Preparing for live support
As well as preparation and rehearsals for all of the non-functional aspects outlined above, the live support process must be agreed and documented:
- Document the Service Level Agreement (SLA) to accompany the agreed Service Level Objectives (SLOs).
- Decide on parameters to determine when an incident is occurring and its severity, often just described as P1, P2, P3, with P1 the most severe.
- Common determining factors are whether the system is fully/partially/not available to users, response times or error rates.
- For each incident severity level, agree the communication mechanism and frequency.
- Agree which team(s) will have operational responsibility.
- If responsibility is to be shared, what will the hand-offs be and how will information be shared?
- How will user-reported issues be raised, triaged, prioritised and managed through to resolution, including communication?
- What system(s) will be used to manage and communicate incident reports?
- Agree a support rota with identified people to fulfil the Support Lead and Support Engineer roles. Even if specific individuals are capable of performing either of these roles, at any one time there should be two separate people covering the two roles. In the heat of the moment, this separation can become important — somewhat like the driver/navigator distinction in pair programming.
- The Support Lead is responsible for:
- Coordinating activities during an incident.
- Communicating in line with the SLA.
- Deciding the course of action to diagnose and restore service using input from the Support Engineer.
- Calling in help if needed.
- The Support Engineer is responsible for:
- Diagnosing and fixing the incident (subject to agreement from the Support Lead).
- Keeping records of hypotheses and actions taken.
- Keeping the Support Lead informed.
- Think about how support will be handled outside office hours.
- Will people be on call? If so, you have a few things to consider. Ask around as other teams have solved these problems before.

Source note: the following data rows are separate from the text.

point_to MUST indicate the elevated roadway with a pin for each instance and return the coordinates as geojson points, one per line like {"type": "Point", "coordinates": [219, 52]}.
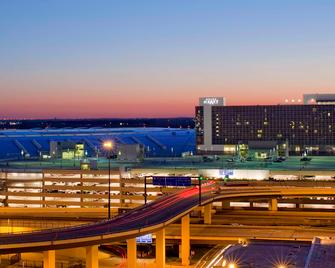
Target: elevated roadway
{"type": "Point", "coordinates": [145, 219]}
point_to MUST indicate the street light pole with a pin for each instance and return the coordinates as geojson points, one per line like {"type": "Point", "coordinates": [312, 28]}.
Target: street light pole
{"type": "Point", "coordinates": [108, 145]}
{"type": "Point", "coordinates": [109, 185]}
{"type": "Point", "coordinates": [199, 179]}
{"type": "Point", "coordinates": [145, 190]}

- You will need to agree on how people doing support will be compensated.
- You might need to put in place new commercial arrangements with your client.
- You might need to buy and configure new tools, such as Pingdom and PagerDuty.
If an incident is detected:
- Focus on restoring service quickly and safely.
- Make sure the Support Lead and Support Engineer are both aware and engaged.
- Keep the communication flowing, ideally on Slack so you have a written record.
- Quickly agree what the issue is and the severity of the incident. Do not spend too long trying to get this right; it can always be revised later as more is learned.
- Form hypotheses for what might be causing the issue.
- Select one hypothesis and do safe, minimally invasive tests to verify whether it is correct.
- When you find a cause then propose a fix to restore service. Get agreement between the Support Lead and Support Engineer — and customer stakeholders as appropriate — before proceeding.
- Make sure you keep adequate notes as you work for later analysis. Writing things down clearly is also a good way to clarify your understanding and keep people informed.
Learn from incidents:
- Perform a Post Incident Review (see Incident Postmortems).
- Feed any improvement work into your delivery plan to prevent future incidents.
- The best way to ensure incidents are handled effectively is to rehearse regularly using approaches like chaos engineering and Game Days
- This helps improve the way the system is engineered, the automation and observability, and in particular helps you hone processes and practices so they are second nature when a real incident happens.